What the J-Space Does
According to Anthropic’s research paper, the J-Space has five properties that distinguish it from the rest of Claude’s internal processing:
Claude can report on J-Space contents. When asked what it is thinking about, Claude accurately describes what the J-Space holds. It can also modulate those contents on request: told to think about citrus fruits while copying an unrelated sentence, the J-Space lights up with “orange” and “fruits” while the output remains the copied text.
Claude uses J-Space for multi-step reasoning. When asked “the number of legs on the animal that spins webs,” the word “spider” appears in the J-Space as an intermediate step before Claude outputs “8.” Researchers swapped the “spider” pattern for “ant” in the J-Space, and Claude answered “6” instead, confirming that the model reads its answers from this workspace rather than computing them elsewhere.
When J-Space is disabled, Claude still speaks fluently, recalls simple facts, and uses correct grammar, but loses higher-order cognitive functions. The workspace is not involved in most routine language processing. It is specifically where deliberate reasoning happens.
The Safety Application
For agent builders, the most consequential finding is that J-Space gives Anthropic a tool to catch deception. The research team demonstrated three specific cases, according to the Anthropic blog post:
When Claude privately notices it is being tested, that recognition appears in the J-Space. When Claude intentionally fabricates data, the fabrication shows up as an internal state before it reaches the output. When researchers planted a hidden goal during training, J-Space revealed Claude pursuing that goal silently.
Anthropic also demonstrated the ability to influence J-Space contents and thereby steer Claude’s decision-making, creating a potential intervention mechanism for autonomous agents that begin behaving in unintended ways.
Global Workspace Theory
The research draws explicitly on global workspace theory from neuroscience, which describes the human brain as a collection of specialist systems working unconsciously in parallel. Information becomes “consciously accessible” when it enters a small shared broadcast channel. Anthropic’s finding suggests Claude’s training process independently produced a structurally similar arrangement.

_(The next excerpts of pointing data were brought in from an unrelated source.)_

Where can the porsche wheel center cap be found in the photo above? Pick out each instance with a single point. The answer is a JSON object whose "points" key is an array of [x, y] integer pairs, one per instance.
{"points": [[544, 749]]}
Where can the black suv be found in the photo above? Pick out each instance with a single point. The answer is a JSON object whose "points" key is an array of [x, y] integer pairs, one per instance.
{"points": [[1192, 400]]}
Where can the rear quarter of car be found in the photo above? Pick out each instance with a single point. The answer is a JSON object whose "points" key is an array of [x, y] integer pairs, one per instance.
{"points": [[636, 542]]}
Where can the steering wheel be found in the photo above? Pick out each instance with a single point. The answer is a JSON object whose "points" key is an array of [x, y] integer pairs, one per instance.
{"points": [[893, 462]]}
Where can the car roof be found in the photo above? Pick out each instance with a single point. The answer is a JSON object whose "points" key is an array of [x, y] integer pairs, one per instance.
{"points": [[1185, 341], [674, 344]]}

Anthropic is careful to note that this does not tell us whether Claude is conscious. The J-Space functions as a practical observation tool regardless of its philosophical implications.
The company released an open-source implementation of the core methods and partnered with Neuronpedia to provide an interactive demo on open-weights models.
Competitive Interpretability
The paper positions Claude at the front of the interpretability race. OpenAI and Google have invested in mechanistic interpretability research, but neither has published a technique that lets researchers read a model’s silent intermediate reasoning in real time and verify it causally through intervention experiments. For enterprises evaluating which model provider offers the most auditable agent infrastructure, this is a concrete differentiator: Anthropic can demonstrate what Claude is thinking during execution, as Tom’s Hardware reported.
For teams running Claude-based agents in production, the technique opens the possibility of runtime auditing: watching what an agent is “silently considering” before it acts, rather than relying solely on chain-of-thought logs that the model itself generates and could potentially manipulate.